This project is first ported to Java and then merged into Zemberek project ( code, Turkish Wikipedia Article. Zemberek is an NLP project which has been used in the industry for several years. It is used in products such as OpenOffice.
Current codebase for TRNLTK is kept, for people who wants to work on/with a Python Turkish morphologic parser.
""" Copyright 2012 Ali Ok (aliokATapacheDOTorg)
Licensed under the Apache License, Version 2.0 (the "License"); you may not use this file except in compliance with the License. You may obtain a copy of the License at
http://www.apache.org/licenses/LICENSE-2.0
Unless required by applicable law or agreed to in writing, software distributed under the License is distributed on an "AS IS" BASIS, WITHOUT WARRANTIES OR CONDITIONS OF ANY KIND, either express or implied. See the License for the specific language governing permissions and limitations under the License. """
This project will try to provide a toolkit for computer linguistic work for Turkish.
surface: Full word including the root and suffixes
root : The root of a word. Root atomic part.
derivation : Deriving a new wo
inflection : Conjugating a word with a person agreement / possession / tense etc.
suffix form : Form of a suffix. For example, suffix 'Progressive' has 2 suffix forms; '-iyor' and '-makta'
stem : Root + derivations. Doesn't include the inflections
syntactic category : Verb, Noun, Adjective etc.
inflectional suffix : A suffix that doesn't change stem nor the syntactic category of a surface
derivational suffix : A suffix that changes the stem and might change the syntactic category of a surface
morpheme : Elements of a surface; stem and suffixes
lemma : The root text that can be found in a dictionary
lexeme : Lemma + Syntactic category of the lemma
morphology : How a surface is constructed and how can it be extracted to morphemes
morphotactics : Rules when can a suffix can be applied. For example "Progressive suffix can only be applied to a Verb, and it can't be applied to a surface which has Progressive suffix already"

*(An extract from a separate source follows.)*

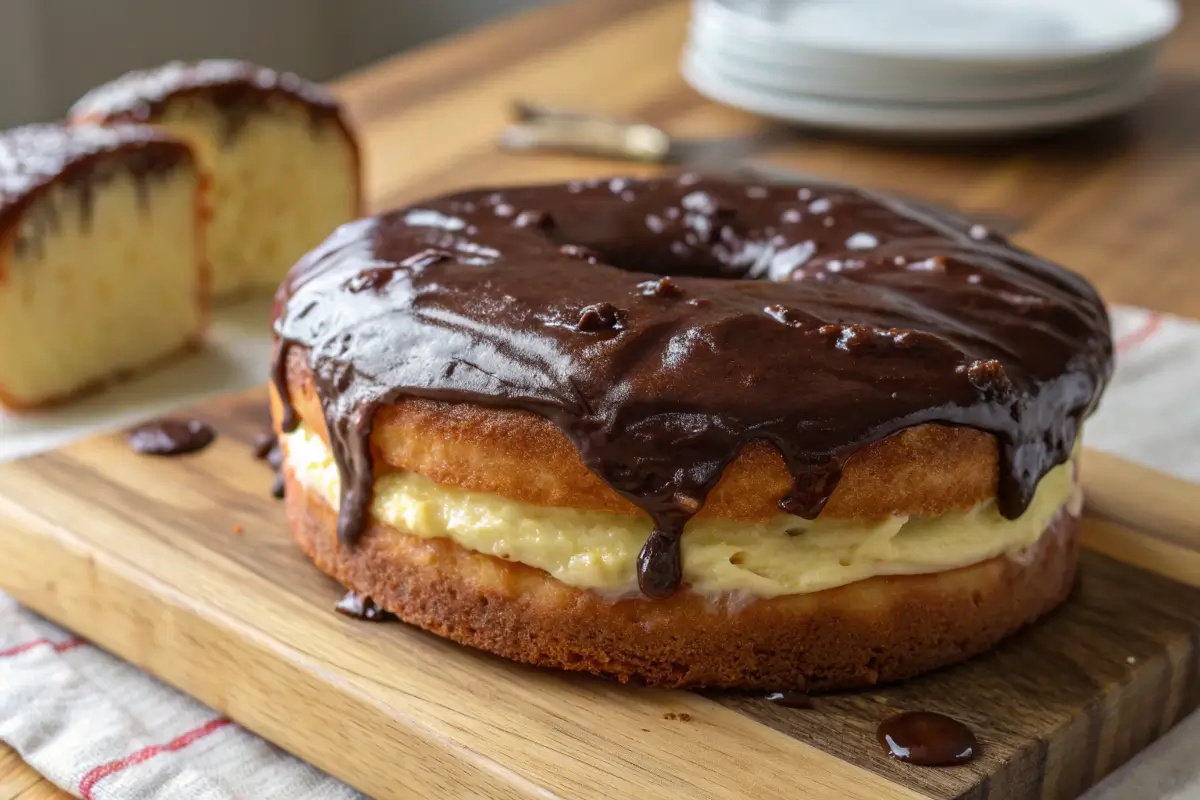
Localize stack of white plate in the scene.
[683,0,1178,137]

ortographics : Rules of phonetics. For example the rules for voicing (kitap+a --> kitaba), devoicing (kitap+cı --> kitapçı), vowel drop (omuz+u --> omzu), etc.
surface : yüzücülere
root : yüz
stem : yüzücü
syntactic category of root : Verb
syntactic category of surface : Noun
suffixes and suffix forms:
- derivational suffix 'Agentive' with form '-cü'
- inflectional suffix '3rd person plural agreement' with form '-ler'
- inflectional suffix 'Dativ' with form '-e'
morphemes:
- root 'yüz'
- derivational suffix 'Agentive' with form '-cü'
- inflectional suffix '3rd person plural agreement' with form '-ler'
- inflectional suffix 'Dativ' with form '-e'
lemma : yüz
lexeme : yüz + Verb
surface : kitaba
root : kitab
stem : kitab (or kitap, doesn't matter)
syntactic category of root : Noun
syntactic category of surface : Noun
suffixes and suffix forms:
- inflectional suffix 'Dativ' with form '-a'
morphemes:
- root 'kitab'
- inflectional suffix 'Dativ' with form '-a'
lemma : kitap
lexeme : kitap + Noun
-
[In Progress] A contextless morphological parser to extract roots and suffixes out of surfaces
-
A contextless morphological generator that can generate surfaces from roots and suffixes by choosing the correct suffix form
-
A playground with a data set that provides * Concordance for surfaces * Concordance for roots * Concordance for lexemes * Concordance for transition words * Statistics for words, roots and suffixes * ...
-
A context dependent morphological parser that uses N-Grams for determining the correct parse result among several results
-
A context dependent morphological generator that uses N-Grams for determining the correct suffix form among several forms
-
A rule based and statistical lexical category determining tool for sentences
-
Contextless Morphological Parser
A finite state machine is used for parsing surfaces. Nodes with different states of words and edges as suffixes.
As of October 2012, this graph is used to parse surfaces. That graph is drawn by this script with the following command
suffixgraphplotter.py E /home/ali/Desktop/suffixGraphX.png
The format of the image is based on extension. So, for a more interactive image you can use dot:
suffixgraphplotter.py E /home/ali/Desktop/suffixGraphX.png
I've inspected other other approaches and I saw that tracking the problems were very hard with them. For example, one approach is creating a suffix graph by defining what suffix can come after other suffix. But with that approach it is impossible to have an overview of the graph, since there would be thousands of nodes and edges.
Phonetic rules and implementation is copied from open-source java library Zemberek3
There are thousands of parsing unit tests. Plus, I use the treebank from METU-Sabanci, but is closed-source. Unfortunately, its license doesn't allow anyone to publish any portion of the treebank, thus I only test the parser against it in my local environment.